Retail frequently adapts well to the new technologies or tools consumers might be using to shop, but repricing goods to accommodate customers who are wary of overspending is often out of its reach. Retailers and payment professionals may think this problem affects only luxury brands, but customers can and do abandon even inexpensive purchases if they no longer feel financially secure. The ease and speed of credit cards and similar payment methods spook many consumers, especially when such transactions often lead to interest rate fees and other costs later in the year, souring in-the-moment purchases.
Consumers need to be satisfied with how and how much they pay for goods, both for larger purchases and smaller monthly or weekly ones. This is prompting retailers outside the luxury space to explore buy now, pay later (BNPL) options. Brands in Australia, the U.K. and the U.S. are seeing credit card usage slip among younger customers, with credit use declining 3 percentage points over the past year in Australia alone. The number of BNPL users in the country rose 41 percent in the same time frame.
Millennials and members of Gen Z are primarily driving this shift, with the former at the height of their spending power. Their lifelong wariness of credit cards prevents them from using them even for minor purchases, however. Younger consumers no longer trust debt at any shopping level, meaning they use credit less often for routine purchases like buying new shoes or clothes. BNPL solutions can help bridge this trust gap and encourage customers to finalize transactions about which they are tentative. Retailers must adopt fundamentally different attitudes toward payments and customers to successfully implement such products for routine transactions, however.
BNPL Offerings’ Popularity Among Millennials
Luxury retailers — those offering products like cars or large home appliances — are used to accommodating consumers with installment payments, but those that offer everyday purchases, such as coffee, cosmetics and gas, may be less familiar with these options. Younger customers have shifted the payments landscape away from services that might increase their debts, regardless of what they are purchasing.

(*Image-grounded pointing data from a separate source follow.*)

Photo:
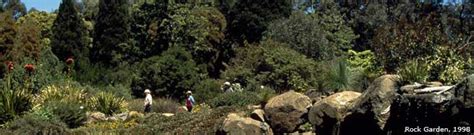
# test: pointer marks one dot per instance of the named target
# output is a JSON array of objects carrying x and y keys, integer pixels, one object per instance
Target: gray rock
[
  {"x": 371, "y": 111},
  {"x": 287, "y": 111},
  {"x": 327, "y": 114},
  {"x": 258, "y": 114}
]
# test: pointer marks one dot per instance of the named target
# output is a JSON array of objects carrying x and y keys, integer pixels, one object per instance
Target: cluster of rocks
[{"x": 384, "y": 108}]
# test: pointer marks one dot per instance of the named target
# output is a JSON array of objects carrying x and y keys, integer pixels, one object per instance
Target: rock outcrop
[
  {"x": 445, "y": 109},
  {"x": 287, "y": 111},
  {"x": 327, "y": 114},
  {"x": 371, "y": 111}
]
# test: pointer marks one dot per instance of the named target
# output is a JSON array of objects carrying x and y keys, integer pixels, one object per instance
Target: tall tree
[
  {"x": 112, "y": 27},
  {"x": 249, "y": 18},
  {"x": 16, "y": 6},
  {"x": 8, "y": 30},
  {"x": 69, "y": 38}
]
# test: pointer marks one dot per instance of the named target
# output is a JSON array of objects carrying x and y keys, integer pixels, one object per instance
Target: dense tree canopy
[
  {"x": 248, "y": 19},
  {"x": 69, "y": 39},
  {"x": 112, "y": 32}
]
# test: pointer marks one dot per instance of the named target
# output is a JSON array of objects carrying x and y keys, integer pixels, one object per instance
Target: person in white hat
[
  {"x": 148, "y": 101},
  {"x": 189, "y": 101}
]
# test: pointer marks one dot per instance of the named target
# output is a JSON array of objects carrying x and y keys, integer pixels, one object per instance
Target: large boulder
[
  {"x": 446, "y": 109},
  {"x": 371, "y": 111},
  {"x": 327, "y": 114},
  {"x": 258, "y": 114},
  {"x": 234, "y": 124},
  {"x": 287, "y": 111}
]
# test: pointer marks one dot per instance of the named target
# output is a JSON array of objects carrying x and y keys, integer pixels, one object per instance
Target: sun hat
[{"x": 147, "y": 91}]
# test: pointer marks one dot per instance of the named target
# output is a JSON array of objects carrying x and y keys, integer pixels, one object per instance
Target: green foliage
[
  {"x": 9, "y": 30},
  {"x": 107, "y": 103},
  {"x": 447, "y": 65},
  {"x": 337, "y": 75},
  {"x": 235, "y": 99},
  {"x": 70, "y": 113},
  {"x": 65, "y": 92},
  {"x": 265, "y": 94},
  {"x": 206, "y": 90},
  {"x": 414, "y": 71},
  {"x": 169, "y": 75},
  {"x": 33, "y": 124},
  {"x": 271, "y": 64},
  {"x": 199, "y": 29},
  {"x": 13, "y": 103},
  {"x": 322, "y": 35},
  {"x": 43, "y": 20},
  {"x": 363, "y": 69},
  {"x": 250, "y": 18},
  {"x": 111, "y": 33},
  {"x": 69, "y": 37},
  {"x": 160, "y": 105},
  {"x": 404, "y": 41},
  {"x": 182, "y": 123},
  {"x": 366, "y": 22}
]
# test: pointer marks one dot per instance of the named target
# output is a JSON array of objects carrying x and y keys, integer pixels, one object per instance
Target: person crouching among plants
[
  {"x": 148, "y": 101},
  {"x": 189, "y": 101}
]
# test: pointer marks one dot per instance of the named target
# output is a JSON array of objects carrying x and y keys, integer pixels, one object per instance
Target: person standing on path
[
  {"x": 189, "y": 101},
  {"x": 148, "y": 101}
]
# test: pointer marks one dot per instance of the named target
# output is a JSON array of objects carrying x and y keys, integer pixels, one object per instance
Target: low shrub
[
  {"x": 33, "y": 125},
  {"x": 265, "y": 94},
  {"x": 107, "y": 103},
  {"x": 159, "y": 105},
  {"x": 114, "y": 125},
  {"x": 235, "y": 99},
  {"x": 66, "y": 92},
  {"x": 206, "y": 90},
  {"x": 414, "y": 71},
  {"x": 68, "y": 112},
  {"x": 182, "y": 123},
  {"x": 14, "y": 103}
]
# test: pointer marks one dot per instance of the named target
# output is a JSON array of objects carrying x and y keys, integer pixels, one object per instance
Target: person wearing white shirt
[{"x": 148, "y": 101}]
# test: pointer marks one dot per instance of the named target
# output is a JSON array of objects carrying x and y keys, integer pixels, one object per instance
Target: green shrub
[
  {"x": 274, "y": 66},
  {"x": 447, "y": 65},
  {"x": 414, "y": 71},
  {"x": 168, "y": 75},
  {"x": 206, "y": 90},
  {"x": 107, "y": 103},
  {"x": 337, "y": 76},
  {"x": 184, "y": 123},
  {"x": 68, "y": 112},
  {"x": 159, "y": 105},
  {"x": 265, "y": 94},
  {"x": 235, "y": 99},
  {"x": 34, "y": 125},
  {"x": 65, "y": 92},
  {"x": 363, "y": 69},
  {"x": 13, "y": 103},
  {"x": 43, "y": 112}
]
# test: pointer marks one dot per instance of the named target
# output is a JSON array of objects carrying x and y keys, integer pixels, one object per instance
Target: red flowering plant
[
  {"x": 10, "y": 66},
  {"x": 30, "y": 68},
  {"x": 70, "y": 61}
]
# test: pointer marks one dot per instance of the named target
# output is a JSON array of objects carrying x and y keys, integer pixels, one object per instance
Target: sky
[
  {"x": 51, "y": 5},
  {"x": 42, "y": 5}
]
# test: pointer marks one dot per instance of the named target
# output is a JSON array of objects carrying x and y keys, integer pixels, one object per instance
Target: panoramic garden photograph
[{"x": 237, "y": 67}]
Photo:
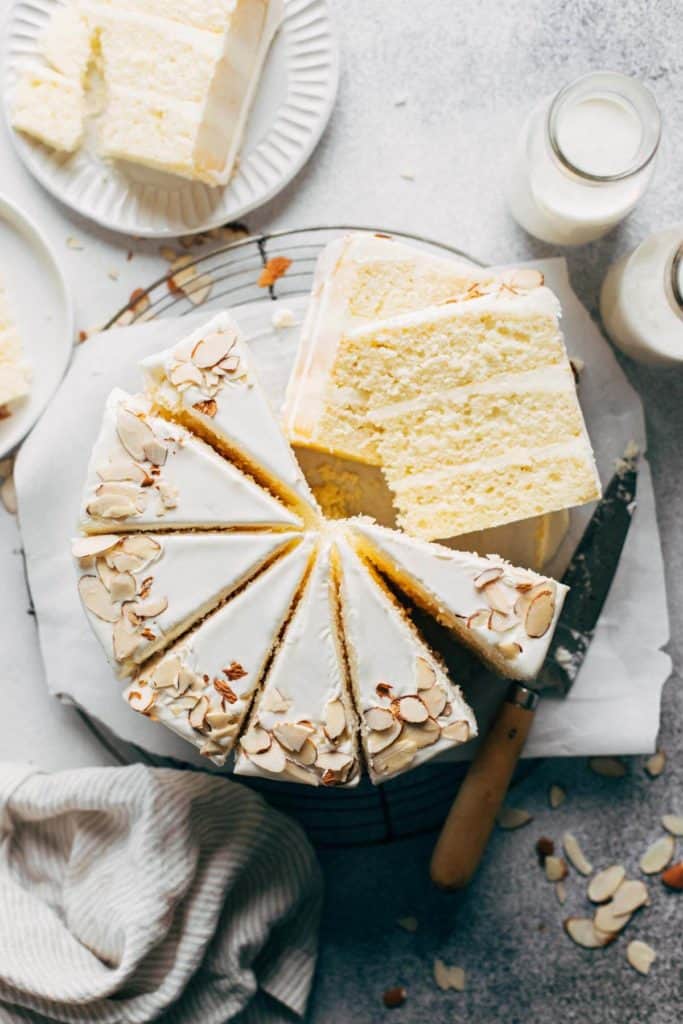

BNPL products’ impacts on credit’s decline have also been thoroughly examined, with many looking into why millennial and Gen Z customers are exploring installment payments over credit card offers. The assumption is that younger customers use credit cards for more expensive purchases, and that their usage of BNPL solutions would likely follow the same pattern. This does not hold true when examining where and how consumers are using such products around the globe, however. Installment payments are still popular for expensive purchases, but the more intriguing payments evolution is in how consumers are paying for the products they buy every week and why BNPL could benefit those retailers.
Younger customers are ahead of the curve, too, with BNPL product adoption rates’ rapid expansion indicating that shoppers are already convinced of its financial benefits for routine spending. Consumers under age 35 represent nearly half of all BNPL product users in Australia, which is currently one of the most competitive markets for these solutions. Providers Afterpay and Zip have yet to release statistics showing exactly where shoppers are spending their money, but these companies often partner with middle-tier brands as opposed to luxury retailers.
Afterpay’s solution is supported at popular brands such as makeup retailers ColourPop Cosmetics and Morphe, for example, or clothing brands like Cotton On and New York & Co. These retailers have lower price points and BNPL products’ flexible payment plans make it more convenient for debt-wary individuals to complete their transactions. Brands that integrate such offerings thus engineer greater loyalty and trust among consumers who are worried about spending money they do not have. These customers feel more comfortable entering into payment plans with retailers they trust.
Being able to pay for routine purchases like gas with BNPL solutions offers a win-win scenario for buyer-retailer relationships. Customers can purchase the products and services they need, have money left over for bills or other purchases and still make good on their transactions. It is thus important for retailers to consider the meaning of these everyday purchases on consumers’ wallets when choosing potential BNPL partners.
The BNPL Solution Payment Strategy Shift
BNPL can theoretically be used for any purchases, but retailers and businesses have yet to determine why consumers prefer installments over other payment types. BNPL providers can satisfy shoppers by partnering with merchants at which they spend less per ticket. This requires retailers to fundamentally change how they think about payments, however, including reconsidering what consumers define as points of friction and why they are drawn to select payment methods.
Consumers may look to BNPL options for their low-fee or fee-free services, which mimic millennials’ favorite payment method: debit. These transactions allow users to pay immediately and walk away with their goods without unexpected financial strain, and they often enable single-tap purchases online. Consumers who favor debit can attach their cards to BNPL options as well, as they would with mobile wallets or other digital services.
Retailers must stop thinking about BNPL options as alternative payment methods and instead consider them offerings that stand alongside more established solutions like credit and debit cards, or even mobile wallets like Apple Pay or Google Pay. They also need to weigh which BNPL products they accept against customers’ changing payment needs. Consumers’ preferences are continuously developing based on which installment solutions suit their personal and financial lifestyles.
Retailers are fighting the same ongoing battle they have always had with customers, working to capture those who place price and convenience above other factors when making purchases. BNPL products are yet another tool that merchants could use to uncover what today’s shoppers really want. The usual questions about what and why they buy will likely remain, but retailers may be able to better anticipate the answers to those queries with more flexible payment tools.